JavaScript in a browser: create a binary blob from a base64-encoded string, and decode it using UTF-8.

For an AngularJS-based web application I am currently working on, I want to put arbitrary text information into a URL, send it to the client, and have it decoded by the browser. With the right tools this should be a trivial process, shouldn’t it?

The basic idea is:

  1. Start with the original text, which is a sequence of unicode code points.
  2. Encode the original text into binary data; with the UTF-8 codec.
  3. base64-encode the resulting binary data (and replace the URL-unsafe characters / and + with, for instance, – and _).
  4. The result is a URL-safe string. Send it. Let’s assume it ends up in a browser (in window.location, for instance).
  5. Invert the entire procedure in the browser:
    1. The data arrives as DOMString type (unicode text, so to say).
    2. Transform URL-safe base64 representation to canonical base64 (replace _ and – characters).
    3. Decode the base64 string into a real binary data type (Uint8Array, for instance).
    4. Decode the binary blob into a DOMString containing the original text, using the UTF-8 codec.

Unfortunately, there so far are no official and no established ways for performing steps 5.3 and 5.4 in a browser environment. There is no obvious way for obtaining a binary blob from base64-encoded data. Further below, I’ll show three different methods for executing this step. Proceeding from here, I realized that there also is still no established way for decoding a binary blob into a DOMString using a given codec (UTF-8 in this case).
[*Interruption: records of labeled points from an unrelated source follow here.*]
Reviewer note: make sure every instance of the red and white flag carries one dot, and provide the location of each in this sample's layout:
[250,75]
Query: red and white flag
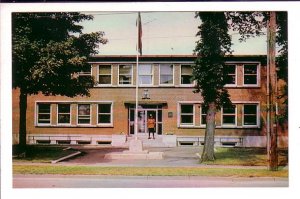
[139,26]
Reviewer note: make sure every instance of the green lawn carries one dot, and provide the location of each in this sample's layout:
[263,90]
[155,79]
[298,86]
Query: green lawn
[146,171]
[41,154]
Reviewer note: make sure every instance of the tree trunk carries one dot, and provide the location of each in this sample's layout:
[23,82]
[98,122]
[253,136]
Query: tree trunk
[209,142]
[22,124]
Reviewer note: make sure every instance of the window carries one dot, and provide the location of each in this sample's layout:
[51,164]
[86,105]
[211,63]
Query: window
[44,114]
[186,74]
[250,114]
[229,115]
[203,116]
[104,114]
[187,114]
[166,74]
[145,74]
[231,77]
[63,114]
[250,74]
[125,74]
[104,74]
[84,116]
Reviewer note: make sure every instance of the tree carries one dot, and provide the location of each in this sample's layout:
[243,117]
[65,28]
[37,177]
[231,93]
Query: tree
[210,72]
[47,50]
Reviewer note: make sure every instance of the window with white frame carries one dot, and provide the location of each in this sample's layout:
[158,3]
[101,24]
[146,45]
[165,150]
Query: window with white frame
[104,76]
[231,76]
[250,115]
[186,114]
[250,74]
[125,74]
[105,113]
[203,113]
[84,114]
[229,116]
[145,74]
[63,114]
[166,74]
[44,113]
[186,75]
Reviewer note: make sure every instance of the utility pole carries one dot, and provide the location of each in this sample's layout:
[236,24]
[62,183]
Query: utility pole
[272,145]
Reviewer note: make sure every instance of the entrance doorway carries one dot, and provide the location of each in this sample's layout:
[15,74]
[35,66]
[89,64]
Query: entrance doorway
[143,115]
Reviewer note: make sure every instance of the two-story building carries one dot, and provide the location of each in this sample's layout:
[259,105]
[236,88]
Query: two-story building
[165,90]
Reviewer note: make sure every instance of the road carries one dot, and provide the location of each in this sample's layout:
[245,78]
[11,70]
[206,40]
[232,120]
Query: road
[59,181]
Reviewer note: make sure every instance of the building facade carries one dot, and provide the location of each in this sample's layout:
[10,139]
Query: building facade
[165,90]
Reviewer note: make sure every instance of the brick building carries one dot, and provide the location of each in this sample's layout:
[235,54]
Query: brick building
[165,91]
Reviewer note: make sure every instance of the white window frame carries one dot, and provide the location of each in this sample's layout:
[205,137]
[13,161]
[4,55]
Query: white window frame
[236,79]
[57,113]
[131,75]
[180,114]
[111,114]
[37,115]
[138,81]
[257,115]
[173,71]
[235,114]
[111,74]
[186,85]
[90,117]
[258,66]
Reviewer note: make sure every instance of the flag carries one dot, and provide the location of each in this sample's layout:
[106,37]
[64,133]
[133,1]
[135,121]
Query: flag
[139,26]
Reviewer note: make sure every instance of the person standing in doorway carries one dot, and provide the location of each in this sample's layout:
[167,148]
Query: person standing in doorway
[151,126]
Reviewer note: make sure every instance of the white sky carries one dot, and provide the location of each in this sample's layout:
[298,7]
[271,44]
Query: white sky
[169,33]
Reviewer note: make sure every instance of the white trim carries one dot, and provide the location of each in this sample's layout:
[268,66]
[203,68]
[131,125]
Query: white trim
[180,73]
[257,116]
[63,124]
[258,75]
[111,124]
[111,75]
[121,85]
[77,115]
[229,125]
[167,85]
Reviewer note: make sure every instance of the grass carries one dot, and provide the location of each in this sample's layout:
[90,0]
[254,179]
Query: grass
[145,171]
[41,154]
[246,157]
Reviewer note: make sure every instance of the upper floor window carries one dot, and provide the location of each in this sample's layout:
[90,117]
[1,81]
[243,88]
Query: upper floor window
[63,114]
[187,114]
[84,114]
[166,74]
[125,74]
[105,113]
[250,74]
[250,114]
[145,74]
[229,115]
[186,75]
[44,114]
[231,76]
[104,74]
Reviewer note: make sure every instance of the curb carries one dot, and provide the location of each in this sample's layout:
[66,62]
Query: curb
[66,157]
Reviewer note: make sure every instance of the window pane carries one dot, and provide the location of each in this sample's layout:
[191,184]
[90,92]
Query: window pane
[187,108]
[104,108]
[104,69]
[187,119]
[250,120]
[104,79]
[104,118]
[250,109]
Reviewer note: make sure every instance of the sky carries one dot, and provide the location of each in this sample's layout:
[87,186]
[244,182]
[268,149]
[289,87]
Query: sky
[168,33]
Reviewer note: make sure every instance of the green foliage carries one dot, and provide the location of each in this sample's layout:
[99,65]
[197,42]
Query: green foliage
[209,70]
[47,54]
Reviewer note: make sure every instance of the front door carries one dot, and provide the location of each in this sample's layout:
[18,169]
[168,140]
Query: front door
[143,115]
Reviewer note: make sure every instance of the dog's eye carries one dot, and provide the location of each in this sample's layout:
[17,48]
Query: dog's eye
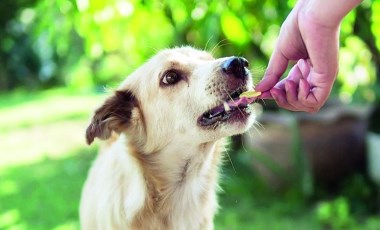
[171,78]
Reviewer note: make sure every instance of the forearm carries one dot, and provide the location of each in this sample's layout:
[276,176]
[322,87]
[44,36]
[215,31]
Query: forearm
[328,12]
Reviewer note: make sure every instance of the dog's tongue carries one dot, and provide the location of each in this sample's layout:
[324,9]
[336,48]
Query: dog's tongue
[244,99]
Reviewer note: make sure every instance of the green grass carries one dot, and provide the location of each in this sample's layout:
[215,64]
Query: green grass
[44,162]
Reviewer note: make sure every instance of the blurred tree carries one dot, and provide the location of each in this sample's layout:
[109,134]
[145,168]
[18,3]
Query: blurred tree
[87,43]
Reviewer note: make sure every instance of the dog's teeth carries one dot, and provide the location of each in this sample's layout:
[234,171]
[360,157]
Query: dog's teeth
[227,107]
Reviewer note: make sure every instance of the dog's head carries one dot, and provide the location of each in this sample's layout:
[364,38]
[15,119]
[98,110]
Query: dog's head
[177,96]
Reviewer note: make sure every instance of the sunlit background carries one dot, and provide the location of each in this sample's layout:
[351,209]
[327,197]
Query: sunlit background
[295,171]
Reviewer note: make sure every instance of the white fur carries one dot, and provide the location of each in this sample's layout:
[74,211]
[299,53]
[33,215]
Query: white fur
[162,171]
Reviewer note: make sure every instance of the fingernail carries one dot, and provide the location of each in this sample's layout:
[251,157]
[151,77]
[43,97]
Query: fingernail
[301,63]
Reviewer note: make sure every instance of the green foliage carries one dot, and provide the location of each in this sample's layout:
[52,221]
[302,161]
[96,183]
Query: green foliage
[89,43]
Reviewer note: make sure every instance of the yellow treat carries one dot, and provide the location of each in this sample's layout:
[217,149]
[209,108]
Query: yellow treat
[250,94]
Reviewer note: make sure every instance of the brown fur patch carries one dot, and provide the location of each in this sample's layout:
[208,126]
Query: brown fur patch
[113,115]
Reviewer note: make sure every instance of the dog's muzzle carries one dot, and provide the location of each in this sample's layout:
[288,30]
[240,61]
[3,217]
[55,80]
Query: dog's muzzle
[236,66]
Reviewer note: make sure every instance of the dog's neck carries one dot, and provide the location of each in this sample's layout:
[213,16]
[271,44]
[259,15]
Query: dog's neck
[181,178]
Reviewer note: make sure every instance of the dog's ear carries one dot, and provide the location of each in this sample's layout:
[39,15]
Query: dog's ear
[113,115]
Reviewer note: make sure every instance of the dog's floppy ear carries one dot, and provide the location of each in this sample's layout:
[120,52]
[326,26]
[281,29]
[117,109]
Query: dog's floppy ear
[113,115]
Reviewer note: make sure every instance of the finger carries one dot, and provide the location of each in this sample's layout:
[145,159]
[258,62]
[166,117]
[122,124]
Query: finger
[280,97]
[291,89]
[282,100]
[276,67]
[294,76]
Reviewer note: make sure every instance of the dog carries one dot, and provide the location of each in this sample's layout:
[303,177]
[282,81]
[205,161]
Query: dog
[165,125]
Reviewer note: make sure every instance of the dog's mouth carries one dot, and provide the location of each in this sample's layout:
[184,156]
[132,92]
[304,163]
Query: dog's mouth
[233,106]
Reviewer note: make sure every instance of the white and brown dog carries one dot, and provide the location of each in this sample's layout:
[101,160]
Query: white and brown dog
[161,170]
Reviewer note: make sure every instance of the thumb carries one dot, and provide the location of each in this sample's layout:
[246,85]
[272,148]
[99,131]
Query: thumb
[276,67]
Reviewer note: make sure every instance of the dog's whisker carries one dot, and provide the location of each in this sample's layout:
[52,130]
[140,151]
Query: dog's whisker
[208,42]
[232,164]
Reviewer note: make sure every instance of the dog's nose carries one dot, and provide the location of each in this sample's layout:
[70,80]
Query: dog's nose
[236,66]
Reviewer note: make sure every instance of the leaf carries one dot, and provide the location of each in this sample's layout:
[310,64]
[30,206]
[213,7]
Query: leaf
[233,28]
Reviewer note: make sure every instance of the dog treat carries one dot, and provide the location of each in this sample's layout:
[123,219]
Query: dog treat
[250,93]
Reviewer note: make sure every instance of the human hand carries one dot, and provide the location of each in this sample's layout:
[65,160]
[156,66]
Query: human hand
[312,38]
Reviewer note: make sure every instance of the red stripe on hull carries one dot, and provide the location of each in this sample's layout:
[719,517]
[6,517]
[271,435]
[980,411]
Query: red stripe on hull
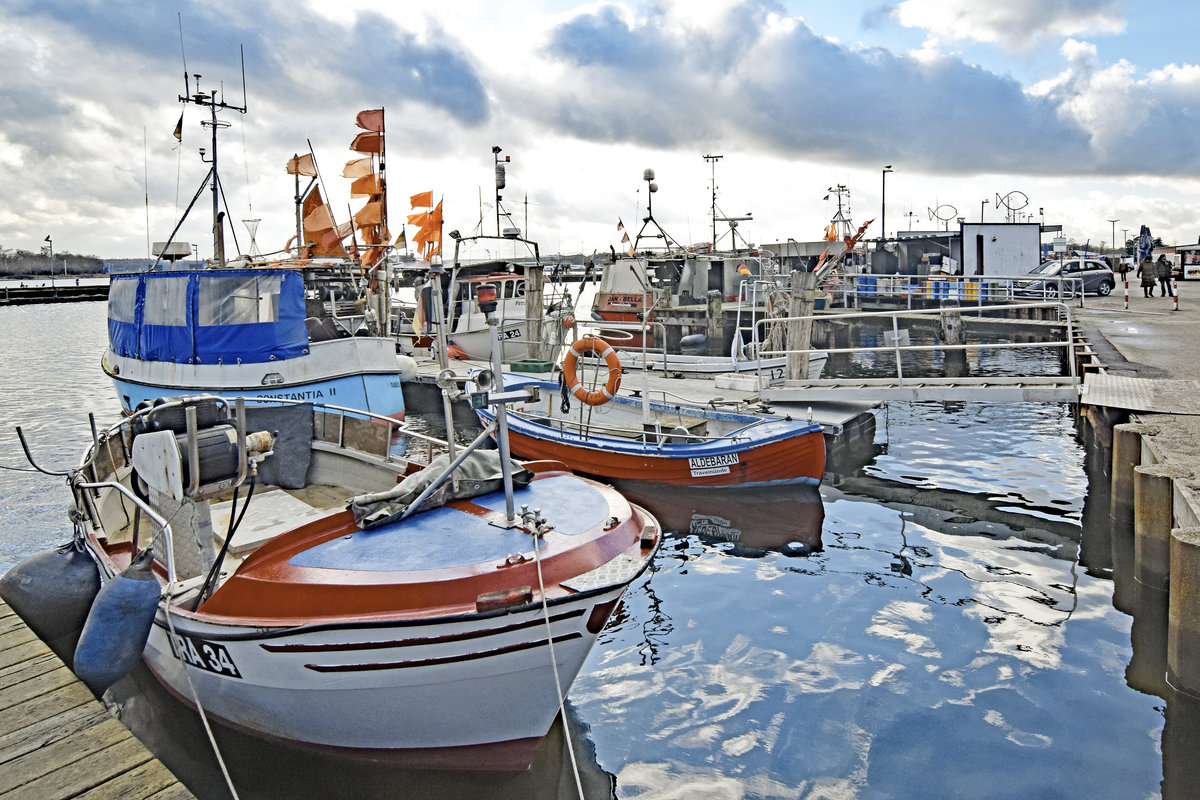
[791,459]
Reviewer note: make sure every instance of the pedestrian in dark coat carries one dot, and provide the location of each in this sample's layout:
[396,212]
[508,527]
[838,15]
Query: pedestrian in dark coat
[1149,275]
[1163,269]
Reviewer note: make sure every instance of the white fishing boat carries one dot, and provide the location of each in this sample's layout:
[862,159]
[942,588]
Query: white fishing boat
[312,588]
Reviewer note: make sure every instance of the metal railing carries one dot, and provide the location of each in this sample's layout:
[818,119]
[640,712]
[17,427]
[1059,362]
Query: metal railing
[898,349]
[976,290]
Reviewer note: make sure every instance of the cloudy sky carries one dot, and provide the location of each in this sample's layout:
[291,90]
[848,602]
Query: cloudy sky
[1075,112]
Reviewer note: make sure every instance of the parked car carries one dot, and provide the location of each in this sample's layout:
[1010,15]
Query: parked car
[1044,281]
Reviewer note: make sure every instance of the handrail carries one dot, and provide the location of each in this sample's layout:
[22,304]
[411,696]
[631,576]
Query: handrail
[163,525]
[898,349]
[989,287]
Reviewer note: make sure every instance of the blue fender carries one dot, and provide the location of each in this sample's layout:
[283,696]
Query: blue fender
[53,591]
[118,625]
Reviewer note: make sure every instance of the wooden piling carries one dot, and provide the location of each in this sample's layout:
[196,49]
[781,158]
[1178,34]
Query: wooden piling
[799,331]
[1183,612]
[1126,455]
[1153,497]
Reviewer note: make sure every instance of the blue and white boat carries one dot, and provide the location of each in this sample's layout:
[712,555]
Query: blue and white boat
[312,328]
[244,332]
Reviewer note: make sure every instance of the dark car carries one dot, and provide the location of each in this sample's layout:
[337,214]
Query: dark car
[1065,276]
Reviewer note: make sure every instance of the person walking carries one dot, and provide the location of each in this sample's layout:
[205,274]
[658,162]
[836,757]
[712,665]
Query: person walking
[1163,270]
[1149,275]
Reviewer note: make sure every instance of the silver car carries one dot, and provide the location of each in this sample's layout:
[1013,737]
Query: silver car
[1063,276]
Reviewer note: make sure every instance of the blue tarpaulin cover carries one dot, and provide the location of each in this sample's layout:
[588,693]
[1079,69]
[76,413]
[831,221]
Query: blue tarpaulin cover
[208,316]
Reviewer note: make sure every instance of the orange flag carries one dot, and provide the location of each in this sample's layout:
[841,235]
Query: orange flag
[303,166]
[367,142]
[370,215]
[370,120]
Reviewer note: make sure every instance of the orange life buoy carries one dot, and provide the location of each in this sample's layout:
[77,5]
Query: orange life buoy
[601,349]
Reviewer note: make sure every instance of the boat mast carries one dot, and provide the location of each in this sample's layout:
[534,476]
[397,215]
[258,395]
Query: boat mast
[209,100]
[712,161]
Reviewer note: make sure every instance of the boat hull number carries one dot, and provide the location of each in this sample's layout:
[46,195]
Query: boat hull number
[203,654]
[712,464]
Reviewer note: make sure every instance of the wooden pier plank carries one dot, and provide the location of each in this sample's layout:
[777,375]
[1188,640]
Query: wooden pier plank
[57,740]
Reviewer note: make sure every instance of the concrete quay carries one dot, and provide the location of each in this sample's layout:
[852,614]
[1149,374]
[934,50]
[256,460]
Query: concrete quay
[1156,452]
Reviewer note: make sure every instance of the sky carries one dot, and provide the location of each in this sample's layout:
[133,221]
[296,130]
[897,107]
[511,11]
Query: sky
[1080,113]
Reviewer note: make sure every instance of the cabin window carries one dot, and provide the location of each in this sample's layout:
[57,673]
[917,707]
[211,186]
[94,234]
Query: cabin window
[123,299]
[239,300]
[166,302]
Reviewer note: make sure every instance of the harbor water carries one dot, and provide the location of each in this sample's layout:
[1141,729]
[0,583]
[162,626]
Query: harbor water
[949,620]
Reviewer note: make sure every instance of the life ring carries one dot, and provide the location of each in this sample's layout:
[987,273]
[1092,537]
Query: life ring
[601,349]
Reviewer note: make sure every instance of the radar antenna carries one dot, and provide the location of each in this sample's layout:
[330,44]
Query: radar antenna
[1013,202]
[943,214]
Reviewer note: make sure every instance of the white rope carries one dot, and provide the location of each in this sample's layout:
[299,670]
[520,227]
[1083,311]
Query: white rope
[550,641]
[196,698]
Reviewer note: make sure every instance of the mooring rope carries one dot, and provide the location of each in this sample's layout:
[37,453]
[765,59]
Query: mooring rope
[196,698]
[550,639]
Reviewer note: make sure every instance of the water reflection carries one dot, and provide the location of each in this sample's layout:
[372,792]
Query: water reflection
[783,518]
[264,770]
[965,623]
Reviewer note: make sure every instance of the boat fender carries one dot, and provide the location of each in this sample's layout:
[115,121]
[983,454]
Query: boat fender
[601,349]
[407,367]
[53,591]
[118,625]
[565,392]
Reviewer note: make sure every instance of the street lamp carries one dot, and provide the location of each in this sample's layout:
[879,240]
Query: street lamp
[883,204]
[499,181]
[49,251]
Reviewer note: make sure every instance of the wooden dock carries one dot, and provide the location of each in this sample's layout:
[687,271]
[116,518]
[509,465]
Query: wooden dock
[63,290]
[57,740]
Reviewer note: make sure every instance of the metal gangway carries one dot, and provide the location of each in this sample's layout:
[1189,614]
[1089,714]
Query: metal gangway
[901,386]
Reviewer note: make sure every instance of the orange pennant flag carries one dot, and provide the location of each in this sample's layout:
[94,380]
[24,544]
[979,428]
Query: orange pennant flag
[319,218]
[366,186]
[370,120]
[303,166]
[358,168]
[370,215]
[367,142]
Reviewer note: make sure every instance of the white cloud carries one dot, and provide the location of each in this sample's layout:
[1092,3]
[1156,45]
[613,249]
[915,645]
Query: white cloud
[1015,25]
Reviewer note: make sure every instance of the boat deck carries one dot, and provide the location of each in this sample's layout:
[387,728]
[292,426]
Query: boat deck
[832,414]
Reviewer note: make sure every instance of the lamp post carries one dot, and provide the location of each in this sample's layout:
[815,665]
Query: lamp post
[883,204]
[499,181]
[49,250]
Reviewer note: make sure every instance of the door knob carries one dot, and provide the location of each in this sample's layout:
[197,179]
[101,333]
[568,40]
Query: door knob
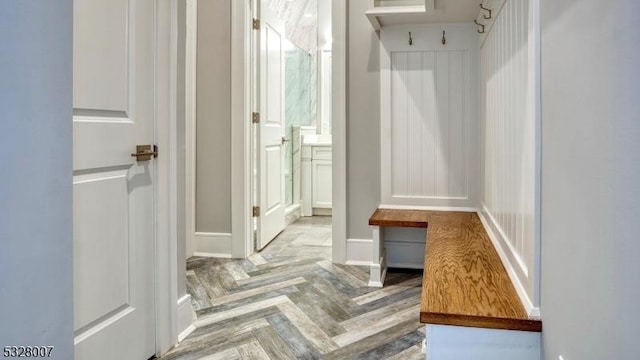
[145,152]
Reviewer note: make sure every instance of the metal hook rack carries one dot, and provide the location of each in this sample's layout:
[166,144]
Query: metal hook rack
[486,9]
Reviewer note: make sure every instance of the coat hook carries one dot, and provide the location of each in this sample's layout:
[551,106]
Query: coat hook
[486,9]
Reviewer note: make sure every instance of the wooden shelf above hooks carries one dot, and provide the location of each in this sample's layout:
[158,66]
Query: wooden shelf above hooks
[389,9]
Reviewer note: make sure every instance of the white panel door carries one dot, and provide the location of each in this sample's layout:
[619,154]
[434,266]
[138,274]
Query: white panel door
[271,175]
[113,70]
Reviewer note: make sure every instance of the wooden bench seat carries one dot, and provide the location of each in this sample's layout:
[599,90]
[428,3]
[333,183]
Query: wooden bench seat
[464,282]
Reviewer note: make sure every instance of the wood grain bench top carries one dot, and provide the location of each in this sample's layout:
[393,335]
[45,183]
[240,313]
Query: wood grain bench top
[401,218]
[464,282]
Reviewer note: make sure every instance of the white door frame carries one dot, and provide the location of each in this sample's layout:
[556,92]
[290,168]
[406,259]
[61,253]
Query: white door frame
[166,194]
[242,62]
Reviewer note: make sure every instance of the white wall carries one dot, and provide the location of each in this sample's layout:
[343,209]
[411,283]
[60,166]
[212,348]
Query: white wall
[213,128]
[590,179]
[36,287]
[508,135]
[362,121]
[429,116]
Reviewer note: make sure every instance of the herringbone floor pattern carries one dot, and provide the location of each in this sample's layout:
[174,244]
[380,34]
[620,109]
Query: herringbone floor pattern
[291,302]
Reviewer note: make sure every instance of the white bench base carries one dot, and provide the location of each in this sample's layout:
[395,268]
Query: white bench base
[445,342]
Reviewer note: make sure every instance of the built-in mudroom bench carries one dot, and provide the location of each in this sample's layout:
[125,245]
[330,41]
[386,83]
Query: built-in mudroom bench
[468,302]
[459,171]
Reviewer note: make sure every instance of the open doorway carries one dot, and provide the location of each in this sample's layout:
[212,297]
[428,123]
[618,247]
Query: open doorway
[292,145]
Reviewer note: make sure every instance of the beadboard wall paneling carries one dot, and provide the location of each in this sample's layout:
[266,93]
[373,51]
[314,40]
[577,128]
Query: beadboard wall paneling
[428,116]
[508,121]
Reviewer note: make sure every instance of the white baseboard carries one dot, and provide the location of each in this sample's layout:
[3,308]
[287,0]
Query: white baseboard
[359,252]
[185,317]
[213,245]
[432,208]
[514,270]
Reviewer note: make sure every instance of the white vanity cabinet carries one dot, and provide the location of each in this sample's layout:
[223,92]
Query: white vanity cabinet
[316,178]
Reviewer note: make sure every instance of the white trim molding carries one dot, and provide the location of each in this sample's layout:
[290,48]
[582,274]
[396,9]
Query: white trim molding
[190,124]
[166,197]
[241,220]
[431,208]
[185,317]
[217,245]
[339,129]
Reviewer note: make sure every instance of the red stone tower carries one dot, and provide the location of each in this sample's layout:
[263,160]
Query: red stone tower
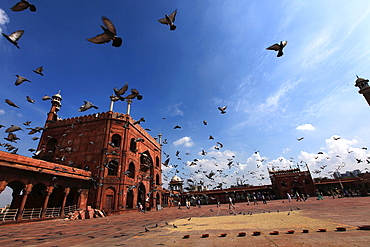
[124,160]
[364,87]
[292,181]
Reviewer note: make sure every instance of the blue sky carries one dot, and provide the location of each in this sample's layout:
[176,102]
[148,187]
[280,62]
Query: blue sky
[216,57]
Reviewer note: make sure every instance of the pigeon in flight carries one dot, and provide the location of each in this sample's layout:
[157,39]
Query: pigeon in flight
[108,35]
[11,103]
[134,94]
[222,109]
[87,106]
[30,100]
[39,71]
[22,5]
[46,97]
[278,47]
[14,37]
[169,20]
[120,92]
[13,128]
[20,80]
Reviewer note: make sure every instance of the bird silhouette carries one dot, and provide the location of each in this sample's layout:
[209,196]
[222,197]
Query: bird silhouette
[20,80]
[39,71]
[88,105]
[108,35]
[14,37]
[222,109]
[11,103]
[278,47]
[30,100]
[22,5]
[169,20]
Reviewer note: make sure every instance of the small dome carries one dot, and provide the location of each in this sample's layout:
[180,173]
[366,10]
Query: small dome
[176,179]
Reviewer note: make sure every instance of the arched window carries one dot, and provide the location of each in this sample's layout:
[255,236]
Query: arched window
[116,140]
[112,168]
[131,169]
[157,181]
[156,161]
[133,145]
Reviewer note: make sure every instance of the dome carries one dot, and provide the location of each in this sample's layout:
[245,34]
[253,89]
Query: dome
[176,179]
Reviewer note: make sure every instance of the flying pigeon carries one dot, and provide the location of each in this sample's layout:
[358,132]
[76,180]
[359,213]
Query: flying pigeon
[20,80]
[134,94]
[46,97]
[87,106]
[278,47]
[30,100]
[22,5]
[169,20]
[108,35]
[11,137]
[39,71]
[14,37]
[120,92]
[222,109]
[13,128]
[11,103]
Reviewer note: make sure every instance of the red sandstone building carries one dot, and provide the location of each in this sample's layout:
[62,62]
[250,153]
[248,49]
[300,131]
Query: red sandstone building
[107,157]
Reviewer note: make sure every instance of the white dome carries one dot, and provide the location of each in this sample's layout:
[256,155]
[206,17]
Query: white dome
[176,179]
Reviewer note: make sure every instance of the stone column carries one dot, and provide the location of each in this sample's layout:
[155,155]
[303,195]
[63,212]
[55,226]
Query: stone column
[66,192]
[26,191]
[3,185]
[49,190]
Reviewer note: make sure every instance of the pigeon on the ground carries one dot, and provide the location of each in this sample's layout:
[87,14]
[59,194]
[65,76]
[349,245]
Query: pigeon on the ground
[169,20]
[108,35]
[39,71]
[22,5]
[20,80]
[14,37]
[87,106]
[11,103]
[278,47]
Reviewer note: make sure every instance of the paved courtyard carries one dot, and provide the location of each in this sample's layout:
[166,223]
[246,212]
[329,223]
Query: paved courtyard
[279,215]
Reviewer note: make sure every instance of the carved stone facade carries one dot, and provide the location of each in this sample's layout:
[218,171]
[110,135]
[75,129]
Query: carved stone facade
[292,181]
[124,160]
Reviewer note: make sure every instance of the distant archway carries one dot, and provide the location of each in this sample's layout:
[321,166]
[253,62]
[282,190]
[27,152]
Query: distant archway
[130,199]
[109,199]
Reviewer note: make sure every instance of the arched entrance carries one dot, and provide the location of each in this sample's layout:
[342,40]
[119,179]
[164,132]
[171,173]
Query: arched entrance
[141,195]
[130,199]
[109,199]
[37,196]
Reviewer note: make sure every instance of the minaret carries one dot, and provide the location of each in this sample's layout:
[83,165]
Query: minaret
[364,87]
[55,107]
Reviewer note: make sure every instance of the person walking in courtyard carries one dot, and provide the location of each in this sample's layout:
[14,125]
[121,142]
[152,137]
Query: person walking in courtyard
[289,197]
[231,205]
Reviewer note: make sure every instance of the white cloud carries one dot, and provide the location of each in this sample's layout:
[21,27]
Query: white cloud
[3,19]
[305,127]
[184,141]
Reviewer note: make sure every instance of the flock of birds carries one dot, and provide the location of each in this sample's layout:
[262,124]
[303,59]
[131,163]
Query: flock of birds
[214,178]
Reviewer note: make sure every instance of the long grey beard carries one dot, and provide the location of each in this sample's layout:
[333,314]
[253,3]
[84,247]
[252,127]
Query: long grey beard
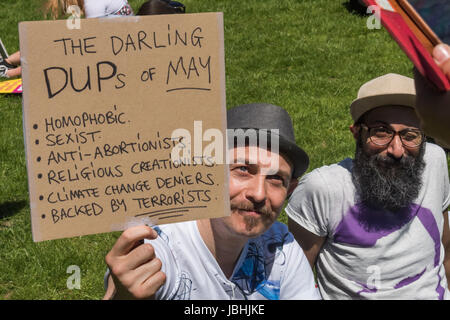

I’ll show two different methods for performing this task.

The original text and its URL-safe representation

I’ll start with a Python snippet defining the original text and creating its URL-safe base64 representation:

# -*- coding: utf-8 -*-
 
from __future__ import unicode_literals
from base64 import urlsafe_b64encode
 
text = """
«küßЌύБЇ”ﻈﻉﻌﻍﻎ㌀㌁㌂❶❷❸⍝⍞⍟⍠ோௌ«ταБЬℓσ»:
n20%of٩(-̮̮̃-̃)۶٩(●̮̮̃•̃)۶٩(͡๏̯͡๏)۶٩(-̮̮̃•̃)!॒॑॓ஙசປຜἑἔℇ∆∇▆▇█
✆✇✈✉✌✍うぇえぉおㆅㆇ㉫㉬㍍㍎㍏沈拾若掠略亮兩凉梁糧
ﯗﯘﯙﯚﯝﯠﯡﯢカキクケコサシス'kosme':"κόσμε"/?#+퟿
"""
 
data = text.encode("utf-8")
datab64 = urlsafe_b64encode(data)
 
print("text length: %s" % len(text))
print("urlsafe base64 representation of the binary data:\n\n%s" % datab64)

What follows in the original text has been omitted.